Agree w/John and John. We always called it leapfrogging. I liked keeping the same tribrachs in place and clipping in and clipping out. But you may not have tribrachs that will accommodate that.
> Agree w/John and John. We always called it leapfrogging. I liked keeping the same tribrachs in place and clipping in and clipping out. But you may not have tribrachs that will accommodate that.
Aloha, Tom:
Thanks for the confirmation. I purchased additional tripod and tribrach from ebay. At some point I may need to get one more tripod.
Have to wait until my budget recovers...:-D
That's right, you'll need three tripods to make that method work. You'll also need three tribrachs with optical plumbs, and on many total stations the plumb is in the gun rather than in the tribrach.
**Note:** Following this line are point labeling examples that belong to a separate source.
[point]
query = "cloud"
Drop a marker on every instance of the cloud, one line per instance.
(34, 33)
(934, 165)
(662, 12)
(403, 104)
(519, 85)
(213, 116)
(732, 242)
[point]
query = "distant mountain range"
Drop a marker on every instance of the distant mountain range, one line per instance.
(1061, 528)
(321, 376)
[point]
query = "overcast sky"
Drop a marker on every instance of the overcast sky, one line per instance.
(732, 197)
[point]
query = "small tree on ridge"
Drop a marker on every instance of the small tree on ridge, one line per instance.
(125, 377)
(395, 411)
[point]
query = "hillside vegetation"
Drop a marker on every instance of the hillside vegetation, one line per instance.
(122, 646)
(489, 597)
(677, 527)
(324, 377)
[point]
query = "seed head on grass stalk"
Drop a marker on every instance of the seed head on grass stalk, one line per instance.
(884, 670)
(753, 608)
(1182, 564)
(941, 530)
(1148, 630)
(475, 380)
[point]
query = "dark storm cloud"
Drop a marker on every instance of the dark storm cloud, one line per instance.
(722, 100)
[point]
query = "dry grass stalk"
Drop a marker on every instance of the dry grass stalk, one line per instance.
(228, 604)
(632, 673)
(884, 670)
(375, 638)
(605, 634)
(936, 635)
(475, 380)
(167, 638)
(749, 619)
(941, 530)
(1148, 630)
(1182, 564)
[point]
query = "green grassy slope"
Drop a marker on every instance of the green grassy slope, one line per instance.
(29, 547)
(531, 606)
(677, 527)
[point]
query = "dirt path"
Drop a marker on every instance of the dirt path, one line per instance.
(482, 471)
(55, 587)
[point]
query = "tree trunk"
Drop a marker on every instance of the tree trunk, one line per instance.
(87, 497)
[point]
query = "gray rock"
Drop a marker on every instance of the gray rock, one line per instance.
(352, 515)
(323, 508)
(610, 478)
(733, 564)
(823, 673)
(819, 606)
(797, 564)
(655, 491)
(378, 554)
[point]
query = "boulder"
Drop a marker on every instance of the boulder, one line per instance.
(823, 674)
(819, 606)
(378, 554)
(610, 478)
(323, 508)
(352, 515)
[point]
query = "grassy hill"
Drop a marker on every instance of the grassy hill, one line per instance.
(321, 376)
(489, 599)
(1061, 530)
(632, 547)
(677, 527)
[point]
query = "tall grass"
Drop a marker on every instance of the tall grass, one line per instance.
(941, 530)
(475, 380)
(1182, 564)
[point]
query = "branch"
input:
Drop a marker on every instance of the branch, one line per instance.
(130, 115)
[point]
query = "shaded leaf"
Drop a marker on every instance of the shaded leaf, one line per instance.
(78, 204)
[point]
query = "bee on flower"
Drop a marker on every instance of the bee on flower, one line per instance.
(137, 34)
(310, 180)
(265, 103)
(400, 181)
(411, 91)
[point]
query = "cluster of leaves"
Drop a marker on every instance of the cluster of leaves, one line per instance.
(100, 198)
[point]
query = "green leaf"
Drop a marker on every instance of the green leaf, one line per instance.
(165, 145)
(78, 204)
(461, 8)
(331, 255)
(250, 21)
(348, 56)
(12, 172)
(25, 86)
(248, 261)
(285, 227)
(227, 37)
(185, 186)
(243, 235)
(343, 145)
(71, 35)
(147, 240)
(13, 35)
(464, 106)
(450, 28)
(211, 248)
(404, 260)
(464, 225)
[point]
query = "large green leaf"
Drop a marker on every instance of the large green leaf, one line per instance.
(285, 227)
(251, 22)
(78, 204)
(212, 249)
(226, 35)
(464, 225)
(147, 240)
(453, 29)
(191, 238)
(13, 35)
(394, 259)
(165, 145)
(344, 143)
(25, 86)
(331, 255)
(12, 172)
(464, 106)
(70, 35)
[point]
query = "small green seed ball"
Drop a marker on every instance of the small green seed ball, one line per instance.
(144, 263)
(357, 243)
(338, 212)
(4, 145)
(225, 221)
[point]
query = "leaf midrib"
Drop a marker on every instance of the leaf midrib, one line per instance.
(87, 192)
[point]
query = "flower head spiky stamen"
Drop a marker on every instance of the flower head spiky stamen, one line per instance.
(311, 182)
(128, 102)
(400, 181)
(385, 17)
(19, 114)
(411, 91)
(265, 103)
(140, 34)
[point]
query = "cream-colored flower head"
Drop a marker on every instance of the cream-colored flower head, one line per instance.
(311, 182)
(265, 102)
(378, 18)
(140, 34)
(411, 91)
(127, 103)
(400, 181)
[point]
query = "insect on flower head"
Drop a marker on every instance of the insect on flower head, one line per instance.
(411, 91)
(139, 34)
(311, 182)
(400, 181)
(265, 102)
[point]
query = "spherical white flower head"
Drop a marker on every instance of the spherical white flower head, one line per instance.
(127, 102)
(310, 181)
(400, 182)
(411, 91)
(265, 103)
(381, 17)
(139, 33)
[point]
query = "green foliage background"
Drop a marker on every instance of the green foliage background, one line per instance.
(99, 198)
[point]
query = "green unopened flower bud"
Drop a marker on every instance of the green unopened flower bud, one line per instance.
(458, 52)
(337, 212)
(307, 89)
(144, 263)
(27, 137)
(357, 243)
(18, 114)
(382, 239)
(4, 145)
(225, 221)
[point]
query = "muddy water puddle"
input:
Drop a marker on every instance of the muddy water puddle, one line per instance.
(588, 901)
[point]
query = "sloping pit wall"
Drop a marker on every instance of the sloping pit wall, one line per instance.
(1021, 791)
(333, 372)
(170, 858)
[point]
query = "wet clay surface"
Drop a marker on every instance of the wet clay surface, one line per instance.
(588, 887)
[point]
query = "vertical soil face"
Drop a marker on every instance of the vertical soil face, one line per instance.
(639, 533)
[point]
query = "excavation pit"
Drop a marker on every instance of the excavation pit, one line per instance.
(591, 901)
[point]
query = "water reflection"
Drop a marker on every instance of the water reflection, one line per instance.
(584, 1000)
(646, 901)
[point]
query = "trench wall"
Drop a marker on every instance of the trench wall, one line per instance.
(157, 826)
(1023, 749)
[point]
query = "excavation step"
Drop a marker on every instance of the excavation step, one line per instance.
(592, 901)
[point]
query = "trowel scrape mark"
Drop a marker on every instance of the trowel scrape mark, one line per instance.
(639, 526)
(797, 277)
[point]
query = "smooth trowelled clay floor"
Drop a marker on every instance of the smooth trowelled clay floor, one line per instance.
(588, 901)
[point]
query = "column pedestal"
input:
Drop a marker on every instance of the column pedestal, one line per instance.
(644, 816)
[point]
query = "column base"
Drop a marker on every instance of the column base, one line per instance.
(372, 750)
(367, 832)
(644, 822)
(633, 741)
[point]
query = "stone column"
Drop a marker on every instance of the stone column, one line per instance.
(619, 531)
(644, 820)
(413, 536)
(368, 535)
You can unsnap the gun from the tribrach but you can't set up the tribrach by itself, as you need to do in leapfrogging.
Happily you are not under any time pressure. In the meantime you can pick out the locations for your traverse points, which can take awhile if you haven't done it before. Some tall stakes, 6 feet or so, are often helpful in making sure the points are intervisible. Best wishes.
> That's right, you'll need three tripods to make that method work. You'll also need three tribrachs with optical plumbs, and on many total stations the plumb is in the gun rather than in the tribrach. You can unsnap the gun from the tribrach but you can't set up the tribrach by itself, as you need to do in leapfrogging.
>
> Happily you are not under any time pressure. In the meantime you can pick out the locations for your traverse points, which can take awhile if you haven't done it before. Some tall stakes, 6 feet or so, are often helpful in making sure the points are intervisible. Best wishes.
Aloha, John: Thanks for the clarification.
Yes, I am not under any pressure. These parcels are my only survey project 🙂
So far I spent couple days figuring out the traverse route. I did exactly what you said. We have bunch of 6' tall fiber glass rods. I used them to temporally set the inter-visible stakes. It hard to keep distance equal. Some places I can go for about 800' then there are one or two only 200' or so. I assume this is normal.
Thanks again for your input!
Yes, there is nothing unusual about traverse legs of varying lengths. It's better to avoid very short legs, such as under 100 feet, due to the effect of sighting error. As you may know, sighting error has more effect on the accuracy of the angle on shorter legs. Of course turning the angle multiple times reduces that error.
On shorter legs we used to unscrew the small sighting rod from the reflectors and sight the mounting screw underneath, which stuck up about 1/2" from the bracket and was visible through the scope at 200 feet or so. That made it easier to center the vertical crosshair and thus reduced the sighting error. It might or might not work with your reflectors, depending on how they are set up.
It occurs to me that the leapfrog method would work with three tripods, two tribrachs with optical plumbs, and the tribrach from the instrument without a plumb. When it's time to move the plumbless tribrach ahead, you could set it up with the instrument on it, then unsnap the instrument, snap on a reflector, and move the instrument back to the middle point to turn the angle. It would take a little more time but would be just as accurate.